Nei giorni del re Giosìa, mi fu rivolta questa parola del Signore:
«Prima di formarti nel grembo materno, ti ho conosciuto,
prima che tu uscissi alla luce, ti ho consacrato;
ti ho stabilito profeta delle nazioni.
Tu, dunque, stringi la veste ai fianchi,
àlzati e di’ loro tutto ciò che ti ordinerò;
non spaventarti di fronte a loro,
altrimenti sarò io a farti paura davanti a loro.
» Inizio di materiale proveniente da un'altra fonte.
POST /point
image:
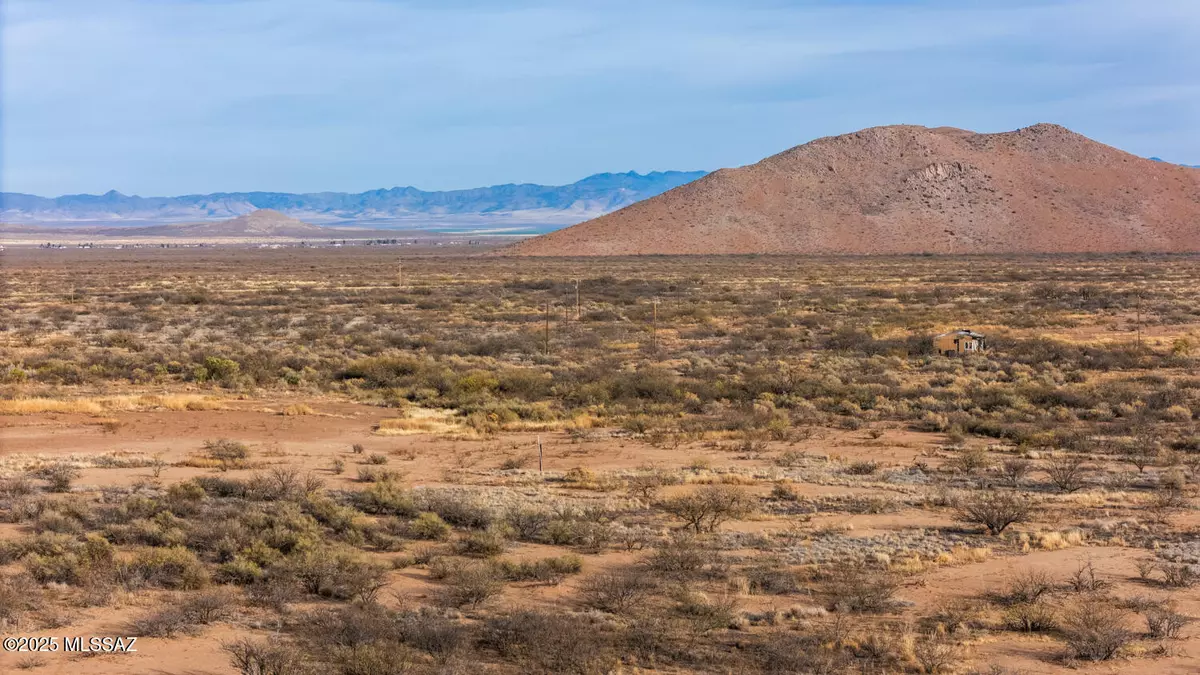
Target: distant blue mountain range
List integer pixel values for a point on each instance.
(559, 204)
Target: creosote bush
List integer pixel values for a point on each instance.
(995, 509)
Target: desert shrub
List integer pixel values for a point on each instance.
(681, 556)
(1067, 472)
(856, 587)
(427, 526)
(545, 571)
(1095, 629)
(936, 652)
(1030, 617)
(995, 509)
(229, 454)
(173, 567)
(378, 475)
(275, 592)
(65, 560)
(217, 368)
(385, 499)
(529, 524)
(706, 508)
(1014, 470)
(1179, 574)
(19, 595)
(209, 605)
(1085, 579)
(647, 485)
(516, 461)
(553, 643)
(972, 460)
(1027, 586)
(238, 571)
(219, 487)
(865, 467)
(790, 652)
(262, 657)
(59, 476)
(333, 572)
(619, 592)
(456, 508)
(703, 614)
(165, 622)
(16, 487)
(1165, 622)
(481, 543)
(471, 584)
(772, 580)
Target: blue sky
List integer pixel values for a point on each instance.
(179, 96)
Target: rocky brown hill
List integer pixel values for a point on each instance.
(911, 190)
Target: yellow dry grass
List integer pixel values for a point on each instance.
(297, 410)
(403, 426)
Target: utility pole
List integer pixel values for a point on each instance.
(1139, 321)
(654, 328)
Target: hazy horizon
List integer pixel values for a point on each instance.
(186, 97)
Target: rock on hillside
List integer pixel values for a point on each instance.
(911, 190)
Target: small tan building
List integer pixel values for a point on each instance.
(960, 341)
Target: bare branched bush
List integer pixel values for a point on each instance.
(262, 657)
(1015, 470)
(1096, 629)
(229, 454)
(619, 592)
(1068, 472)
(706, 508)
(995, 509)
(1164, 622)
(857, 587)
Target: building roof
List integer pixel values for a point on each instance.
(963, 332)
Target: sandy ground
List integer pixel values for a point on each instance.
(312, 441)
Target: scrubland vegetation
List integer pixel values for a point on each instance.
(773, 394)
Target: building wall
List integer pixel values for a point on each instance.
(946, 344)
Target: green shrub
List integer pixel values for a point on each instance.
(173, 567)
(429, 526)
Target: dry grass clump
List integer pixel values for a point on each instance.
(755, 362)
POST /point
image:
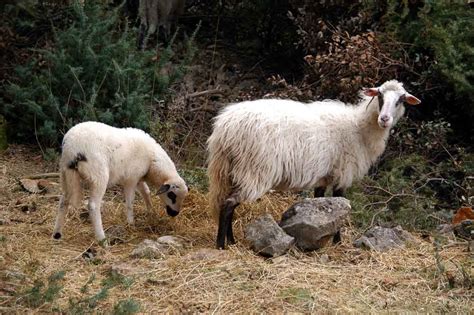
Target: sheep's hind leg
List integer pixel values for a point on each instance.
(337, 193)
(225, 223)
(96, 195)
(62, 209)
(145, 192)
(129, 192)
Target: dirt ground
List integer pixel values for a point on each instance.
(201, 279)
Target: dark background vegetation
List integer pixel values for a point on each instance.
(63, 63)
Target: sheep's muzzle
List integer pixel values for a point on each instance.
(171, 212)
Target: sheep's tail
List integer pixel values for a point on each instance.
(219, 180)
(71, 186)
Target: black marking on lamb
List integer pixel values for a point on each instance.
(172, 196)
(80, 157)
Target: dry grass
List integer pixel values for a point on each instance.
(201, 279)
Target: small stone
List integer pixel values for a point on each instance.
(150, 249)
(116, 234)
(160, 248)
(267, 238)
(315, 222)
(324, 259)
(207, 254)
(382, 239)
(176, 242)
Ed ecco, oggi io faccio di te
come una città fortificata,
una colonna di ferro
e un muro di bronzo
contro tutto il paese,
contro i re di Giuda e i suoi capi,
contro i suoi sacerdoti e il popolo del paese.
Ti faranno guerra, ma non ti vinceranno,
perché io sono con te per salvarti».  

Quello che questa domenica leggiamo, è la vocazione del profeta Geremia. Un uomo cruciale per la via della salvezza, perché si farà compagno degli israeliti durante il momento più drammatico della sua esistenza come popolo: la sconfitta nella guerra contro Babilonia e la deportazione presso la capitale di quell’impero.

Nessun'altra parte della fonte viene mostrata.